Crassus sent his son Publius on a desperate counterattack with 6,500 men. They initially had success as the Parthians retreated; unfortunately for the Romans, it was just a trick as the enemy countered with a larger force that surrounded and destroyed the Romans. Crassus retreated to the town of Carrhae, and the Parthians laid siege. Crassus managed to escape but knowing all was lost, he went to Surena’s camp and surrendered. The Parthian general was in no mood for mercy and reportedly had Crassus killed on the spot. With one of the First Triumvirate out of the picture, there were only two men left. That proved to be one too many as the Roman Republic came close to the end.

The Growth of a Republic: 6 Battles that Shaped Early Rome
Flickr (Statue of Julius Caesar at the Louvre)

6 – Battle of Pharsalus (48 BC)

The Battle of Pharsalus took place between the two remaining members of the First Triumvirate, Julius Caesar, and Pompey. In 49 BC, Julius Caesar engaged in a Civil War against the Roman Senate after it refused to allow him to run for consul. It began on 10 January when Caesar crossed the Rubicon River which was an action forbidden to a general. Even today, the phrase ‘Crossing the Rubicon’ means going past the point of no return.

Pompey fought for the Senate against his rival and 18 months into the war; Caesar was in a desperate situation. After suffering defeat at the Battle of Dyrrhachium in July 48 BC, Caesar had to march inland in an attempt to find suitable ground to beat his rival. Pompey failed to capitalize on his victory and allowed his opponent to escape. Caesar ended up in Pharsalus, Greece where one of the most famous battles in Roman history took place.

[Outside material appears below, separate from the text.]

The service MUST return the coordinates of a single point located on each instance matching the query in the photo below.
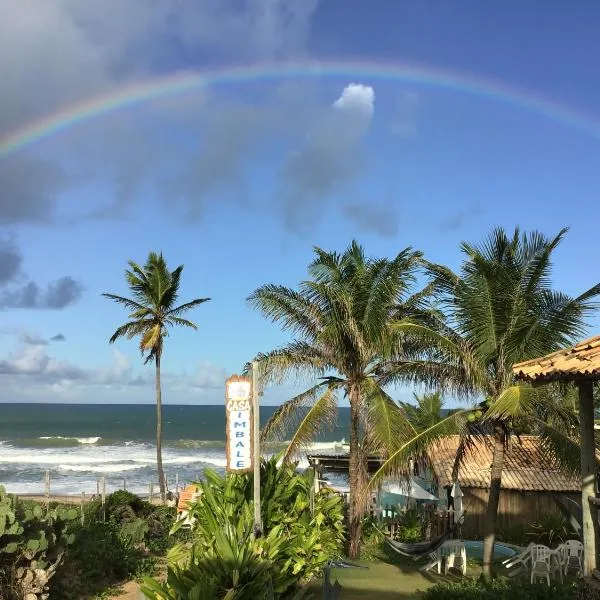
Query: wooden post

Pompey finally caught up with Caesar and the two armies were on opposite sides of the river. Caesar had 22,000 men and was short on provisions whereas Pompey had a strong army of approximately 45,000. Even so, Pompey wanted to wait because he knew the enemy army would eventually starve. However, he foolishly listened to his officers and senators who pressurized him into destroying Caesar once and for all.

When Pompey attacked, he focused on his rival’s right wing yet Caesar anticipated this tactic and fortified this part of his army with 2,000 of his best legionnaires. When Pompey’s men broke through the first line, they were stunned to find more enemies waiting for them. They panicked and retreated; the Legionnaires then outflanked Pompey’s left wing and Caesar’s Third Division attacked. This onslaught caused Pompey’s forces to disperse, and he fled to Larissa. Approximately 24,000 men surrendered, and Caesar’s army reportedly lost just 250 men in the battle.

Pompey was murdered in Egypt by an officer of King Ptolemy XIII. The Civil War raged on for three more years, and Caesar emerged victorious after the Battle of Munda in 45 BC. He didn’t live long to enjoy his triumph as he was murdered on 15th March 44 BC, the Ides of March. The Roman Republic didn’t last much longer, and a couple of years after the Battle of Actium in 31 BC, Octavian became the first leader of the Roman Empire.